*Update about the January 23rd DDoS.
*
TL; DR :
It was the biggest DDoS attack we have ever faced.
The attack lasted from 06:25 AM CET to 12:56 PM CET
Services were unavailable or degraded from 06:32 AM CET to ~ 11:00 AM CET
At 06:42 AM CET :
Our public services monitoring was triggered by external probes.
The whole infrastructure team was paged.
The monitoring was very noisy due to the DDoS. Metrics were also degraded, making it difficult to find the target.
After further digging, we saw that several public services were under attack.
We had to isolate and defend several service endpoints at the same time.
The fact that the attackers were targeting different services made the attack more complicated to mitigate.
Adding to the difficulties, our backbone and some core links were saturated, making troubleshooting and remediation slower and more complicated even with out of band connections.

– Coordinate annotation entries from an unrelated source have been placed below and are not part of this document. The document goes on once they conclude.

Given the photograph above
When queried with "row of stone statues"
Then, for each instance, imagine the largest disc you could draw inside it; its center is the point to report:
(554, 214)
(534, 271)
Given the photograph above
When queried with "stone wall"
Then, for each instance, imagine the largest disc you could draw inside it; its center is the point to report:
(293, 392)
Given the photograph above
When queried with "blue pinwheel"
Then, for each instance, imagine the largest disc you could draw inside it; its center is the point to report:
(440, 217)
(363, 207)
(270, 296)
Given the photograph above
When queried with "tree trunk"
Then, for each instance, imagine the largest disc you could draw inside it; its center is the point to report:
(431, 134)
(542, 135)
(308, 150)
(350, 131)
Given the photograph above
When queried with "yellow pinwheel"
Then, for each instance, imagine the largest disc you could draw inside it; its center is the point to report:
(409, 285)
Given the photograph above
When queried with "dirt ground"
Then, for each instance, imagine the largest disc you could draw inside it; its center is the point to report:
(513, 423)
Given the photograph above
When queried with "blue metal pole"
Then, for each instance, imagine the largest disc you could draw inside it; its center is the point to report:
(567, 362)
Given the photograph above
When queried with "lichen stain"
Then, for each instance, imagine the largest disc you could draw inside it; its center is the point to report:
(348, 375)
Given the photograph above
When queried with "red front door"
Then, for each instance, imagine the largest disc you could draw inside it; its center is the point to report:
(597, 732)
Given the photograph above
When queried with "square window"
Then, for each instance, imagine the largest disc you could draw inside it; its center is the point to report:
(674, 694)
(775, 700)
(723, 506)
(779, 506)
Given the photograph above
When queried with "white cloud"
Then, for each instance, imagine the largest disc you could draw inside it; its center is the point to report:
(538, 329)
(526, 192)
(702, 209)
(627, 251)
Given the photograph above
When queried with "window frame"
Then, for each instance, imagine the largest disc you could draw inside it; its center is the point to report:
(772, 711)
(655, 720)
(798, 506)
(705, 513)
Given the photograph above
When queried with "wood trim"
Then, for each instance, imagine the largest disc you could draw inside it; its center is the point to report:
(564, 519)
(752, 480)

We lost a lot of time on that.
At 7:52 AM CET: We were joined by our anti DDoS provider team.
We were beginning to advertise some service prefixes via our anti DDoS provider and start mitigation while isolating those same prefixes from our standard transit and peering providers.
Our priority was to defend our DNS servers.
The DNS cluster was doing well. However, as network pipes were full, the service was degraded.
Other endpoints like admin.gandi.net and public APIs were still down.
We had some difficulties in deploying efficient mitigations due to technical problems on our side while trying to advertise prefixes only through our anti DDoS provider.
At 11:00 AM CET our services were mostly back online.
Our internal postmortem is ongoing to see what went well and what could be improved, and there is room for improvement.